A mortal temporada de escaladas de 2019 gerou uma demanda mundial para reformar o gerenciamento do pico mais alto do mundo. A mudança é realmente possível? Mark Jenkins, um alpinista veterano que alcançou o cume em 2012, afirma um enfático sim.

Déjà vu. Um rebanho de humanos esperando na fila por seus 15 minutos de fama no topo do mundo - sua carne começando a congelar, sua força diminuindo, o oxigênio acabando. Como nos anos anteriores, os terrivelmente azarados e os excessivamente egoístas perecerão; seus corpos, congelados como monumentos, deixados na montanha como precursores horríveis dos erros do próximo ano.

Onze pessoas morreram no Everest nesta primavera.
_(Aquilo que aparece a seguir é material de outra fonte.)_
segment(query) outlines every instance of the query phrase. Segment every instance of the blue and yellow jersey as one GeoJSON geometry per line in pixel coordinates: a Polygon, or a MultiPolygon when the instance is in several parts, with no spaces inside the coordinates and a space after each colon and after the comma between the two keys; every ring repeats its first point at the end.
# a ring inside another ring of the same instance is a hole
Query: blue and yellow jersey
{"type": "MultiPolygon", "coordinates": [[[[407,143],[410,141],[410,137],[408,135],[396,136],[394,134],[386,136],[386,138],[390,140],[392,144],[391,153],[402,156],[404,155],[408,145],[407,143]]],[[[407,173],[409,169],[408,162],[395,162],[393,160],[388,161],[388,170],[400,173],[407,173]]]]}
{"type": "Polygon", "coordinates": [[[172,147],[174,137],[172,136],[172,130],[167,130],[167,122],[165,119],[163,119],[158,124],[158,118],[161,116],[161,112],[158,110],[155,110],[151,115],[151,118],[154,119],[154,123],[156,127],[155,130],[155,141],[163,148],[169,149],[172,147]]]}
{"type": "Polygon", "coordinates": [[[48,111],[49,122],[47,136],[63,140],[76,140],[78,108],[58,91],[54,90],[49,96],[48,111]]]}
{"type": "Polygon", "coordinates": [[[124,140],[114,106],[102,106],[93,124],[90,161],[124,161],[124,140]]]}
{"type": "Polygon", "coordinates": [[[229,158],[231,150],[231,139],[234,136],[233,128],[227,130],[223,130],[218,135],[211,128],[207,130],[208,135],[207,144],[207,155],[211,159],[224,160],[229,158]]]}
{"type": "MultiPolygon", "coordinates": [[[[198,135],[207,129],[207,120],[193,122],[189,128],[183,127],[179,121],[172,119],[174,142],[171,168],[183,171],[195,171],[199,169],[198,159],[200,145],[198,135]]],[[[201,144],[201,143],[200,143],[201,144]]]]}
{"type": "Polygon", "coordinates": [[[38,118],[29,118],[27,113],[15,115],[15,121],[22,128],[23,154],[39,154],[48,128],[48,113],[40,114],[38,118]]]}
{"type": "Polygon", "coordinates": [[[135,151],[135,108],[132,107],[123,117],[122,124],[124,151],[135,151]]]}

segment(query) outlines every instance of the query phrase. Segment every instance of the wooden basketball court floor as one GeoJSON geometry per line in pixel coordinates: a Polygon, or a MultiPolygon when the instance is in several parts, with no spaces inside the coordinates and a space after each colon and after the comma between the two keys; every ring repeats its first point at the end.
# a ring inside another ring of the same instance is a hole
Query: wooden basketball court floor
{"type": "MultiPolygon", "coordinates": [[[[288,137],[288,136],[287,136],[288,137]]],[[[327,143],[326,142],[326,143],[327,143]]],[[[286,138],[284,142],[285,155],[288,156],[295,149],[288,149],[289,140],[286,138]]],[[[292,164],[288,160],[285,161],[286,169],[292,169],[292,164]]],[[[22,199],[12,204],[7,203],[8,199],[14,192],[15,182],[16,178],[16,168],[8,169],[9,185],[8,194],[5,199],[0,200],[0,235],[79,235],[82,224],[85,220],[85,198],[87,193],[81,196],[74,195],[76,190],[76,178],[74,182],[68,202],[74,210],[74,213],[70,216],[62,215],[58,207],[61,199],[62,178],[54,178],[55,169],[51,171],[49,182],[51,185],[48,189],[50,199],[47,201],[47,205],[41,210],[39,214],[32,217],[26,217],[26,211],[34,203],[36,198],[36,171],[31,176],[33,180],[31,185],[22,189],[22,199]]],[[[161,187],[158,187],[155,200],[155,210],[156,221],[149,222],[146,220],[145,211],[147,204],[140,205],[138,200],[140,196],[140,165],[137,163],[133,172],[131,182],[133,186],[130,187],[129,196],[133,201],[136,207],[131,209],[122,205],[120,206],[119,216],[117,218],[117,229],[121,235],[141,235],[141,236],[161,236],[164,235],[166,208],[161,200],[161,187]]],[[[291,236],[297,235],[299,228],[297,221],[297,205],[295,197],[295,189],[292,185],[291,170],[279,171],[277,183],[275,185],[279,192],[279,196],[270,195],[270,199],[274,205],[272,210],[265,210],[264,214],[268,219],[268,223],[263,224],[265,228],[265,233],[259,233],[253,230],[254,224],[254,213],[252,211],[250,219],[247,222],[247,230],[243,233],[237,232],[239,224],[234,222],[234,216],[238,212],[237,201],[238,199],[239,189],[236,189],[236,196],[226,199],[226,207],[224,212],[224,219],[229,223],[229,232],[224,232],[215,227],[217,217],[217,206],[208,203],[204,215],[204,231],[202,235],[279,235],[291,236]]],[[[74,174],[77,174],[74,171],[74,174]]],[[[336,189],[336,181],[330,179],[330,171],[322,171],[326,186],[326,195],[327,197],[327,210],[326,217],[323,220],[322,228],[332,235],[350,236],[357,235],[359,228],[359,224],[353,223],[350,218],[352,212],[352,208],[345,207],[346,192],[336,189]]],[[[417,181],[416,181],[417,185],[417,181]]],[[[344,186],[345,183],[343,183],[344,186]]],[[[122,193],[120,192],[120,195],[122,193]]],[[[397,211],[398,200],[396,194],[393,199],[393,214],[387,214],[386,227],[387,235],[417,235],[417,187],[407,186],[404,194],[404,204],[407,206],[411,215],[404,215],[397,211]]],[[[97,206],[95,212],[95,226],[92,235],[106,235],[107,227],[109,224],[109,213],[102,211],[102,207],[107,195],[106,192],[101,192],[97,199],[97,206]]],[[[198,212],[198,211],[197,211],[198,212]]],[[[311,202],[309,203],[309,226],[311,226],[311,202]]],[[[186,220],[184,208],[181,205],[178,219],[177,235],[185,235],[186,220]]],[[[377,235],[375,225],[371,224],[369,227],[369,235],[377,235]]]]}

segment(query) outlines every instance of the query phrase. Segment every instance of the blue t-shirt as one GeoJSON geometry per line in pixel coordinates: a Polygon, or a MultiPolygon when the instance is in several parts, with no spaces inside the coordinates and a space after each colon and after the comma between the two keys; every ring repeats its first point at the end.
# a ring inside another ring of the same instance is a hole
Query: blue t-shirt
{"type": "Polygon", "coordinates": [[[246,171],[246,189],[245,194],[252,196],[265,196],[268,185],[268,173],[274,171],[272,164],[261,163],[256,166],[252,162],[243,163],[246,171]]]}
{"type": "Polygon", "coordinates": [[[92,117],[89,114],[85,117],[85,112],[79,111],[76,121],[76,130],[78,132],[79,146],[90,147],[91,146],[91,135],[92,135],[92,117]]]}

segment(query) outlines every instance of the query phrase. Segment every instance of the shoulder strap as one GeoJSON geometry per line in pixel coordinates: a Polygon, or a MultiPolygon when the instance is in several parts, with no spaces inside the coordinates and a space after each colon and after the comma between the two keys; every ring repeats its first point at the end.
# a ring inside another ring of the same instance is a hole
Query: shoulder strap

Não de avalanches ou terremotos ou mesmo tempestades de neve inesperadas, mas sim, em parte, das consequências da superlotação. Nove dos onze escaladores morreram na descida, após o cume. Porque? Embora cada morte tenha sido um caso único e trágico, muitas das vítimas morreram do mal da altitude, uma condição que facilmente poderia estar relacionada a passar uma quantidade inaceitável de tempo na Zona da Morte - entre o acampamento IV a 26.000 pés e o cume, acima de 29.000 pés. Essa desaceleração foi causada por um congestionamento humano perto do cume.

Por quantos anos essa falta de sentido continuará? O Everest hoje é a antítese mais feia do bom montanhismo. Impulsionado pela arrogância, ignorância ou avareza, o mau julgamento abunda e a culpa deve recair sobre todos os participantes do Everest - os escaladores, as companhias de orientação e o governo nepalês.

Fui ao Everest pela primeira vez há 33 anos como membro da Expedição North Face Everest dos EUA em 1986. Nos anos oitenta, todos os que iam eram montanhistas experientes. Para conseguir uma vaga no time, tive que apresentar um extenso currículo de escalada. Todos nós já havíamos alcançado outro pico de 8.000 metros; todos nós escalamos rocha dura ou gelo duro em Yosemite, na América do Sul ou nos Alpes. Sem carregadores e sem sherpas, fazíamos tudo sozinhos. Nós carregamos cargas, acampamento após acampamento, por semanas. Nós cozinhamos para nós mesmos; lideramos todos os arremessos sozinhos. Passamos 75 dias na Face Norte, nunca usamos oxigênio e não chegamos ao cume. Mas todos nós voltamos para casa, com todos os dedos das mãos e dos pés.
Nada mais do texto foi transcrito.